Thursday, May 8, 2014

Who Writes the Automation?

Consider two types of automation: unit tests, and end-to-end (E2E) tests.

Current practice is to have the developers themselves write unit tests, especially when doing test-driven development (TDD). Unit tests are fast and lightweight and generally built into the product build process, so failures either happen on the developer’s workstation before new code is shared with the team, or as part of an integration build or other build which happens as part of the dev team flow and prior even to deployment. This tight cycle reinforces the value of developers writing their own unit tests. The risk is when the unit test depends on the implementation of the unit; this might block the refactoring capability that unit tests should offer, but also calls into question the value of the unit test itself; it might be measuring something other than product value. A perspective from somebody other than the owner of the product unit is therefore helpful as a way of limiting risk.

A Current trend is having the developers themselves write E2E test automation as well. The developers are more likely to have the software development chops needed, and their deep product knowledge might speed things up.

Testing and test automation done well is a more challenging and open-ended responsibility than pure software development, because there are more unknowns, abstractions, and dependencies to consider. The developer focuses on creating and shipping a good product and that is hugely difficult and often takes immense training as well, but then measuring the quality of the product is a different task and sometimes even presents a conflict with the developers’ focus.

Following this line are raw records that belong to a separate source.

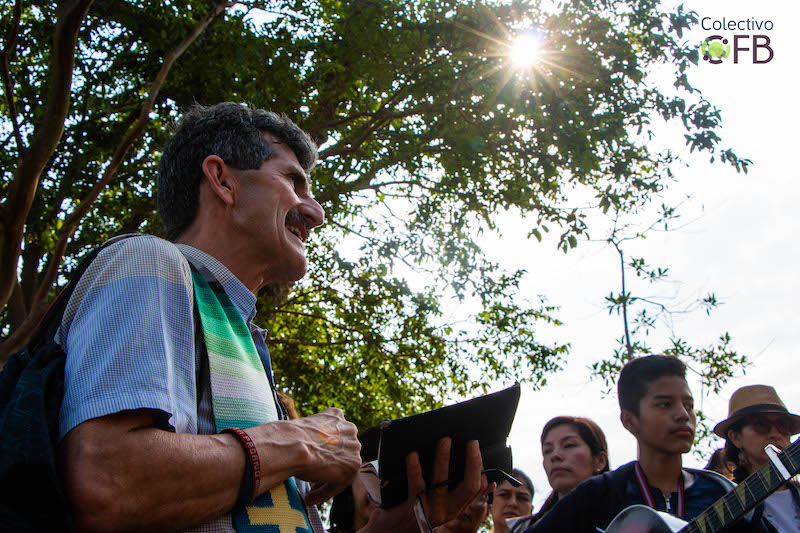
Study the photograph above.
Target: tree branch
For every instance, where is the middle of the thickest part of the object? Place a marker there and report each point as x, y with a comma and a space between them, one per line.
5, 54
45, 139
135, 131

For example, if someone in a test role files a bug on performance of the product, the bug might prompt an action item for refactoring work and hence delay for the developer role in meeting goals. Such a bug is a good thing for product quality generally because consideration of the bug by the larger team is one of the steps towards shipping a good product as balanced with business needs. However, that step might never happen if the person who might initiate it is the same person who might be conflicted by it; it is simply human nature to overlook it in that case, even assuming the best of intentions.

If the test team is able to create and maintain the E2E automation and meet the other requirements as described by MetaAutomation, then better that they do it and give the developers more time and focus to create a great product.

Wednesday, March 19, 2014

MetaAutomation: The Abstract for PNSQC (October, 2014)

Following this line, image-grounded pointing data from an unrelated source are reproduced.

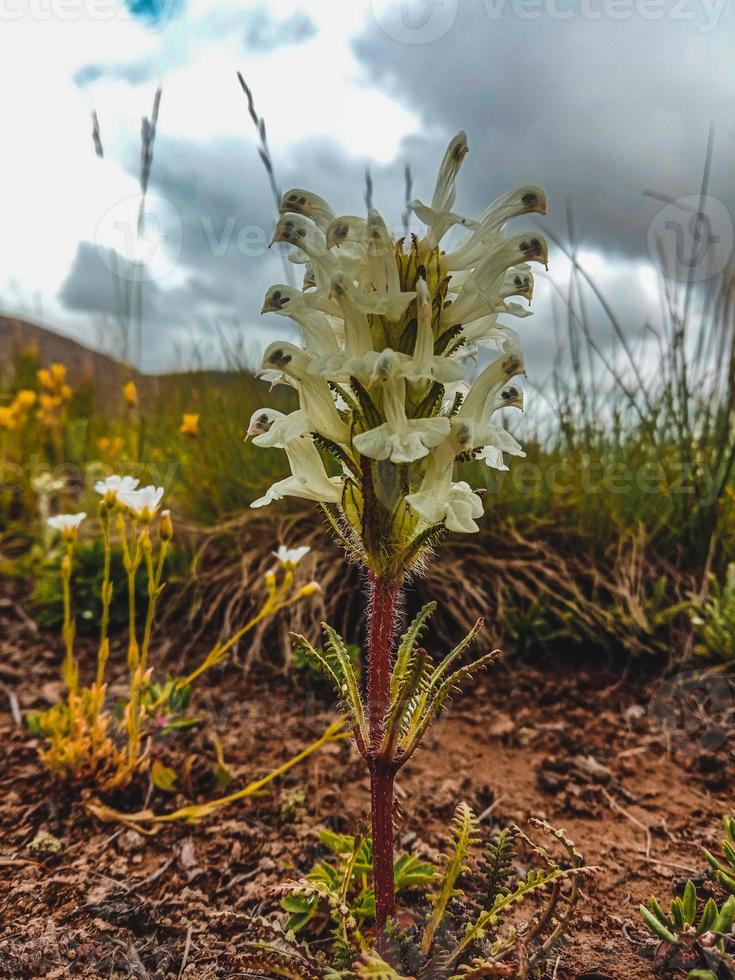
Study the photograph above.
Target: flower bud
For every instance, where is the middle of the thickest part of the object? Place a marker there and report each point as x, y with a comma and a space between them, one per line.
165, 526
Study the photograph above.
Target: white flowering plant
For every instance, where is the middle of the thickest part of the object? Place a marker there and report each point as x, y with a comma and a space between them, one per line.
82, 738
389, 328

Regression testing automation provides an important measure of product quality and can keep the quality moving forward during the SDLC. Unfortunately automation can take a long time to run, and automation failures generally must be debugged and triaged by the test automation team before any action item can be considered or communicated to the broader team. The resulting time lag and uncertainty greatly reduces the value of the automation, and causes cost, risk etc.

MetaAutomation is a language of five patterns that provide guidance to new and existing automation efforts, to provide fast and reliable regression of correct business behavior for a software solution and to speed quality communication around the team, while reducing latency and human cost.

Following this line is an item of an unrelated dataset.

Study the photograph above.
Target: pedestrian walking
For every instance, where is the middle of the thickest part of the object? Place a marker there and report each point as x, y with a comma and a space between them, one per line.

The five patterns – Atomic Check, User Pool, Parallel Run, Smart Retry and Automated Triage - are in a sequence, representing an order in which the patterns can be applied, and also form a network of dependencies between the patterns.

For an existing automation project, the Atomic Check pattern can be applied in whole or in parts to run the automation faster (e.g. with shorter and better-defined tests) and create results which are more actionable (e.g. with asynchronous and/or inline test setup, hierarchical steps defined at runtime, explicit verifications, custom exceptions, etc.). If enough of Atomic Check is adhered to, the dependent patterns can then be applied to further speed, direct and enhance the value of communications resulting from the automation.

The patterns are language-independent. A platform-independent sample implementation of the Atomic Test pattern will be demonstrated in C#.